New features in the upcoming Psycopg release
Posted by Daniele Varrazzo on 2010-11-02
Tagged as
news,
development
There are several new features being prepared in the upcoming Psycopg version. The documentation refers to it as release 2.2.3 but it may be ultimately released as 2.3. The main target of the release is to expose some of the new features introduced in PostgreSQL 9.0.
Update The new features have been released in Psycopg 2.3.0-beta1.
dict to hstore mapping
hstore is a very interesting data type available in PostgreSQL: each hstore value is a set of key/value pairs . In the release 9.0 hstore received a lot of improvements that made it still more useful. Building an index on an hstore column will allow fast search for values containing one or more provided keys/values. The new Psycopg release will allow to map Python dictionaries into hstore and back. String and Unicode keys and values are supported: you can find here documentation and implementation in the adapt-dict git branch.
Notify payload
PostgreSQL includes an asynchronous notification mechanism allowing clients to subscribe to a certain notification channel and receive events from the database, allowing efficient communication between processes connected to the same database. Previously only the channel name could be notified: in PostgreSQL 9.0 a payload string can be attached to an event, allowing more flexible communication: if previously a listening client could have been notified about data changed in a specific value, it is now possible, for instance, to report which record has been modified. The mechanism is completely generic and it's up to the client applications to find a good use for it. Here you can find documentation and implementation for the notification payload in Psycopg.
Two-phase commit
Two-phase commit is actually supported by PostgreSQL since release 8.1: it enables the database to participate in distributed operations with transactional characteristics. You can find here documentation and implementation in the git tpc branch.

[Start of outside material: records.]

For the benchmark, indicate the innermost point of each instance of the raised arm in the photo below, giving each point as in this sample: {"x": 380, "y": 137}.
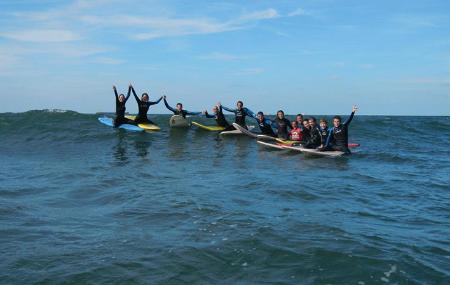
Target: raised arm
{"x": 348, "y": 121}
{"x": 129, "y": 93}
{"x": 167, "y": 105}
{"x": 134, "y": 94}
{"x": 115, "y": 93}
{"x": 155, "y": 102}
{"x": 228, "y": 109}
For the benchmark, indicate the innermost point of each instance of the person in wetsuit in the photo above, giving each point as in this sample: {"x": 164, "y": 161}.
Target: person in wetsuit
{"x": 324, "y": 132}
{"x": 240, "y": 113}
{"x": 143, "y": 105}
{"x": 218, "y": 116}
{"x": 121, "y": 100}
{"x": 265, "y": 125}
{"x": 314, "y": 140}
{"x": 179, "y": 109}
{"x": 338, "y": 137}
{"x": 282, "y": 125}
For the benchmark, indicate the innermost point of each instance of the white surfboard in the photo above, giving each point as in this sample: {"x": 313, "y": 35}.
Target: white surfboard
{"x": 235, "y": 132}
{"x": 315, "y": 152}
{"x": 271, "y": 145}
{"x": 245, "y": 131}
{"x": 177, "y": 121}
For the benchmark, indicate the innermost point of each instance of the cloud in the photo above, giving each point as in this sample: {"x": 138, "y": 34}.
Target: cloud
{"x": 297, "y": 12}
{"x": 219, "y": 56}
{"x": 42, "y": 36}
{"x": 250, "y": 71}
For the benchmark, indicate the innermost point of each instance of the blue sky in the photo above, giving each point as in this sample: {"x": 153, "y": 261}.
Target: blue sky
{"x": 315, "y": 57}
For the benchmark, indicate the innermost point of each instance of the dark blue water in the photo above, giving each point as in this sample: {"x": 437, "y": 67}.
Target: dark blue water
{"x": 81, "y": 203}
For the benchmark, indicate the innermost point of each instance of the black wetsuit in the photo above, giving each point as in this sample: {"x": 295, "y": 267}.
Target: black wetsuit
{"x": 324, "y": 136}
{"x": 306, "y": 134}
{"x": 120, "y": 110}
{"x": 142, "y": 118}
{"x": 315, "y": 138}
{"x": 240, "y": 115}
{"x": 282, "y": 127}
{"x": 183, "y": 113}
{"x": 219, "y": 117}
{"x": 266, "y": 127}
{"x": 338, "y": 137}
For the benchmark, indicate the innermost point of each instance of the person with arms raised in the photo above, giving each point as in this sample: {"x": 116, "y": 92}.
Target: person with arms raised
{"x": 143, "y": 106}
{"x": 338, "y": 137}
{"x": 121, "y": 100}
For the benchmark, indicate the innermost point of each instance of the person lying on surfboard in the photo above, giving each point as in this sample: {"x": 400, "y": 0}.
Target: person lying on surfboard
{"x": 324, "y": 132}
{"x": 265, "y": 125}
{"x": 338, "y": 137}
{"x": 218, "y": 116}
{"x": 143, "y": 105}
{"x": 121, "y": 100}
{"x": 179, "y": 109}
{"x": 240, "y": 113}
{"x": 282, "y": 124}
{"x": 295, "y": 134}
{"x": 314, "y": 140}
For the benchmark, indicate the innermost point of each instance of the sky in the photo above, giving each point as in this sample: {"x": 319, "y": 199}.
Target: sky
{"x": 312, "y": 57}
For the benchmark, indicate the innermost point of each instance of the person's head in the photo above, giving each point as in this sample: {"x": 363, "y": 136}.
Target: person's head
{"x": 312, "y": 122}
{"x": 306, "y": 123}
{"x": 280, "y": 114}
{"x": 337, "y": 121}
{"x": 323, "y": 123}
{"x": 144, "y": 97}
{"x": 260, "y": 116}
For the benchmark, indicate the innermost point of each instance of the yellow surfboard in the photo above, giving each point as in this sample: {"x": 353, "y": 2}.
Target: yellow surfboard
{"x": 147, "y": 127}
{"x": 209, "y": 128}
{"x": 288, "y": 142}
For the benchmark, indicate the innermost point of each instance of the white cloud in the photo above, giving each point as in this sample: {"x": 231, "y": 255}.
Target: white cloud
{"x": 250, "y": 71}
{"x": 42, "y": 36}
{"x": 297, "y": 12}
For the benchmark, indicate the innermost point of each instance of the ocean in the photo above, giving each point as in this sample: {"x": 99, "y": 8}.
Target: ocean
{"x": 82, "y": 203}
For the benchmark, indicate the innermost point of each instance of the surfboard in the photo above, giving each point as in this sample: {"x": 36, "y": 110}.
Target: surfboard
{"x": 177, "y": 121}
{"x": 235, "y": 132}
{"x": 208, "y": 128}
{"x": 147, "y": 127}
{"x": 271, "y": 145}
{"x": 110, "y": 122}
{"x": 245, "y": 131}
{"x": 288, "y": 142}
{"x": 315, "y": 152}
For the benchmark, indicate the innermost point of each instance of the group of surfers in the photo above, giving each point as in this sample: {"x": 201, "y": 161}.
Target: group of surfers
{"x": 303, "y": 130}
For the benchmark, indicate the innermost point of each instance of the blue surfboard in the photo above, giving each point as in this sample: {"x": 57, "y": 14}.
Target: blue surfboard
{"x": 110, "y": 122}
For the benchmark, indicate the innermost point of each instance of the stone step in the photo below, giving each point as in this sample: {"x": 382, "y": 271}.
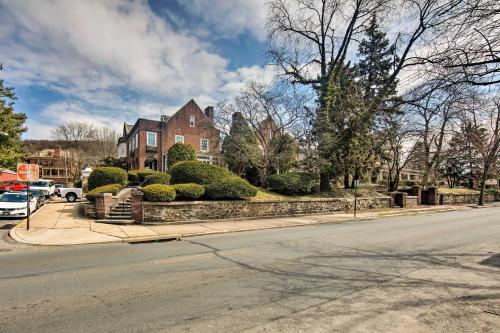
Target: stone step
{"x": 116, "y": 221}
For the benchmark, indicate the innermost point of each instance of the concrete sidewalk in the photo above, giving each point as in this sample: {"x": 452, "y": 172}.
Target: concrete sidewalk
{"x": 60, "y": 224}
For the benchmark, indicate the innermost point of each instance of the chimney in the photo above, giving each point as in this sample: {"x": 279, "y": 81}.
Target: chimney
{"x": 209, "y": 112}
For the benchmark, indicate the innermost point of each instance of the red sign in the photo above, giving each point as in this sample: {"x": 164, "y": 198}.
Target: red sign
{"x": 27, "y": 172}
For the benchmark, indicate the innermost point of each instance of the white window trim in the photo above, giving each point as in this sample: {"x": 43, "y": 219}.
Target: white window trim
{"x": 201, "y": 145}
{"x": 179, "y": 136}
{"x": 155, "y": 139}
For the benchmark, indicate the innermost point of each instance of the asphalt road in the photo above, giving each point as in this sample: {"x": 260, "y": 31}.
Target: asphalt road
{"x": 421, "y": 273}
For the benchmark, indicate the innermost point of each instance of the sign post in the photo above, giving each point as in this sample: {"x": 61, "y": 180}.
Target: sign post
{"x": 356, "y": 184}
{"x": 27, "y": 173}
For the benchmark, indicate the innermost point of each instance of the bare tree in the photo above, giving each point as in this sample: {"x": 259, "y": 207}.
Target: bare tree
{"x": 75, "y": 136}
{"x": 485, "y": 136}
{"x": 401, "y": 141}
{"x": 104, "y": 145}
{"x": 271, "y": 112}
{"x": 469, "y": 45}
{"x": 431, "y": 113}
{"x": 312, "y": 40}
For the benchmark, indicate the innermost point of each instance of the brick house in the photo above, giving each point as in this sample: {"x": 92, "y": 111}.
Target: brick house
{"x": 144, "y": 145}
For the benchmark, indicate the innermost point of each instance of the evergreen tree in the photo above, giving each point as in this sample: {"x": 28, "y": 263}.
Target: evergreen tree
{"x": 240, "y": 147}
{"x": 11, "y": 128}
{"x": 376, "y": 62}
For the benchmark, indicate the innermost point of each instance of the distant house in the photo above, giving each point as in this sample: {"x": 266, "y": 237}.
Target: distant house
{"x": 54, "y": 164}
{"x": 144, "y": 145}
{"x": 7, "y": 176}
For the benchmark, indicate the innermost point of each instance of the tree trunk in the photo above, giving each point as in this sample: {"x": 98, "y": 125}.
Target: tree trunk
{"x": 483, "y": 185}
{"x": 346, "y": 180}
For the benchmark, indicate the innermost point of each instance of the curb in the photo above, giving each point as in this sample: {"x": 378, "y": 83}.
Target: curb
{"x": 179, "y": 236}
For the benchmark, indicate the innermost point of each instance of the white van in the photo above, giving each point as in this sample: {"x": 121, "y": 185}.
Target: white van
{"x": 47, "y": 186}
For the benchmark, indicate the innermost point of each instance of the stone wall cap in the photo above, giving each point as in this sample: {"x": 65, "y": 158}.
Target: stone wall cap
{"x": 104, "y": 195}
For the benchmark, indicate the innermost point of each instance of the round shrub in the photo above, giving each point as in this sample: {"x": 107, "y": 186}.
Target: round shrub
{"x": 133, "y": 176}
{"x": 189, "y": 191}
{"x": 77, "y": 183}
{"x": 110, "y": 188}
{"x": 291, "y": 183}
{"x": 106, "y": 175}
{"x": 230, "y": 188}
{"x": 180, "y": 152}
{"x": 198, "y": 172}
{"x": 159, "y": 192}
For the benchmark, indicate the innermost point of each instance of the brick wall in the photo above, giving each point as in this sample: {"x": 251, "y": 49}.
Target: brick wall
{"x": 457, "y": 199}
{"x": 174, "y": 212}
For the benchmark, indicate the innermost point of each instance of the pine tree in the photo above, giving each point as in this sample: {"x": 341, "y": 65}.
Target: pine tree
{"x": 240, "y": 147}
{"x": 376, "y": 60}
{"x": 11, "y": 128}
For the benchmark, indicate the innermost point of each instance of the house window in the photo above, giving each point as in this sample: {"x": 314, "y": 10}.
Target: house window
{"x": 204, "y": 144}
{"x": 151, "y": 139}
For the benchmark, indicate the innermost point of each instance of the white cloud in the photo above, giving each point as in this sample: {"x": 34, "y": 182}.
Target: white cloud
{"x": 230, "y": 17}
{"x": 115, "y": 61}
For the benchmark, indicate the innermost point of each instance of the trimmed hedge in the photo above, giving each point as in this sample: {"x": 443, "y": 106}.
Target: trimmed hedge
{"x": 189, "y": 191}
{"x": 110, "y": 188}
{"x": 180, "y": 152}
{"x": 106, "y": 175}
{"x": 230, "y": 188}
{"x": 291, "y": 183}
{"x": 198, "y": 172}
{"x": 159, "y": 192}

Python DBAPI 2.0 suggests a specific interface for 2pc-related methods that maps fine enough on PostgreSQL commands. What maps slightly worse is the format chosen for the distributed transactions identifiers: the DBAPI is inspired to the Open Group XA specification according to which every transaction is identifies by a triple (format id, global transaction id, branch qualifier). PostgreSQL doesn't follow this standard and accepts any string (up to a certain length) as a transaction identifier: this creates the need to map from triples to strings and back. We have currently implemented the same algorithm used in the JDBC driver: it works fine but has the drawback of producing unreadable strings as transaction ids. We may use something different, such as concatenating the elements of a xid with a specific character (e.g. :) and escaping colons provided in the xid components. Would it be more valuable to have readable transaction identifiers or interoperation with Java tools? I don't have much experience about the matter, so any suggestion would be appreciated.
Please feel free to check the new features details in the documentation, to try the code under development and to leave your feedback!